The dynamic delegator returns itself rather than its target object.

It doesn’t and the reason why is that we’re not delegating all of the methods to our target object. In this case the troublemaker is the class method and we can use the console to show why. If we call Product.search with an empty hash and call class on the results we’ll see a DynamicDelegator.

ruby-head > Product.search({}).class
 => DynamicDelegator

So, our dynamic delegator isn’t delegating everything to the target object as it has some methods defined on itself. This is because the DynamicDelegator class inherits from Object and Object has a lot of methods defined on it, including class.

ruby-head > Object.instance_methods.count
 => 108 
ruby-head > Object.instance_methods.grep /class/
 => [:subclasses_of, :class_eval, :class, :singleton_class]

We need a cleaner slate to start from and in Ruby 1.9 there’s another class we can use called BasicObject which has far fewer methods.

ruby-head > BasicObject.instance_methods
 => [:==, :equal?, :!, :!=, :instance_eval, :instance_exec, :__send__]

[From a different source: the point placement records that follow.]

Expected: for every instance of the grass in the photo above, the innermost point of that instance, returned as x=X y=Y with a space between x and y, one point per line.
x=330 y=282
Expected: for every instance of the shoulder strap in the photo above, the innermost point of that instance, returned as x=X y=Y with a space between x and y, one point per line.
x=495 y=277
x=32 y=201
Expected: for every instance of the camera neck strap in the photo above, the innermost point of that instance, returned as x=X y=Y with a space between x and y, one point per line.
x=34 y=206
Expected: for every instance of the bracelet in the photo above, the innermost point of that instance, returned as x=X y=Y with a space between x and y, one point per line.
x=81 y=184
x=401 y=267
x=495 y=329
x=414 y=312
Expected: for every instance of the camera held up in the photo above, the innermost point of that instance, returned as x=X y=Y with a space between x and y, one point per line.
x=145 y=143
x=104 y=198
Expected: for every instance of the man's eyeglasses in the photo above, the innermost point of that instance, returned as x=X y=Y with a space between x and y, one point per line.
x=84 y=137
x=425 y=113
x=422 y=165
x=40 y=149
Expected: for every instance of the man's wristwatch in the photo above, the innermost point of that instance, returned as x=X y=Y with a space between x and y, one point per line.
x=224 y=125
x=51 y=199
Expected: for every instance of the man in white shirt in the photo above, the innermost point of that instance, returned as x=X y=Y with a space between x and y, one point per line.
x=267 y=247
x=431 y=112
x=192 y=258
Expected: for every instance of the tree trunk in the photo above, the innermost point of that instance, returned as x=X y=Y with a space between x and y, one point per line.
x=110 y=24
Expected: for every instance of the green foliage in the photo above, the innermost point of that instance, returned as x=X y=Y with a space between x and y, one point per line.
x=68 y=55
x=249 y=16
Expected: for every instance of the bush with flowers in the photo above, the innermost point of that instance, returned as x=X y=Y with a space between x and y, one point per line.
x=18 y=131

This class makes for a much better base when trying to make a delegator or proxy object which uses method_missing to override method behaviours. We can change the DynamicDelegator to inherit from BasicObject so that the class method won’t be defined and the call to it will fall through to method_missing.

/lib/dynamic_delegator.rb

class DynamicDelegator < BasicObject
  def initialize(target)
    @target = target
  end  
  def method_missing(*args, &block)
    result = @target.send(*args, &block)
    @target = result if result.kind_of? @target.class
    result
  end
end

If we reload the page now it works again.

The page works again.

There is some more refactoring that we could consider doing to the Product model. The DynamicDelegator doesn’t express its intention very clearly and so we could write a method in the Product class called scope_builder and create the DynamicDelegator there.

/app/models/product.rb

class Product < ActiveRecord::Base
  belongs_to :category
  def self.search(params)
    products = scope_builder
    products.where("name like ?", "%" + params[:name] + "%") if params[:name]
    products.where("price >= ?", params[:price_gt]) if params[:price_gt]
    products.where("price <= ?", params[:price_lt]) if params[:price_lt]    
    products
  end 
  def self.scope_builder
    DynamicDelegator.new(scoped)
  end
end

Now it’s clearer to see that we’re dealing with a scope that we’re building up dynamically. If we’re using this technique in multiple model records then we could move this scope_builder method into ActiveRecord::Base so that it’s available in all models. This is something we could do in an initializer.

That’s it for this episode. This might seem like a simple technique but if you’re building up a lot of queries then it can clean your code up quite a bit.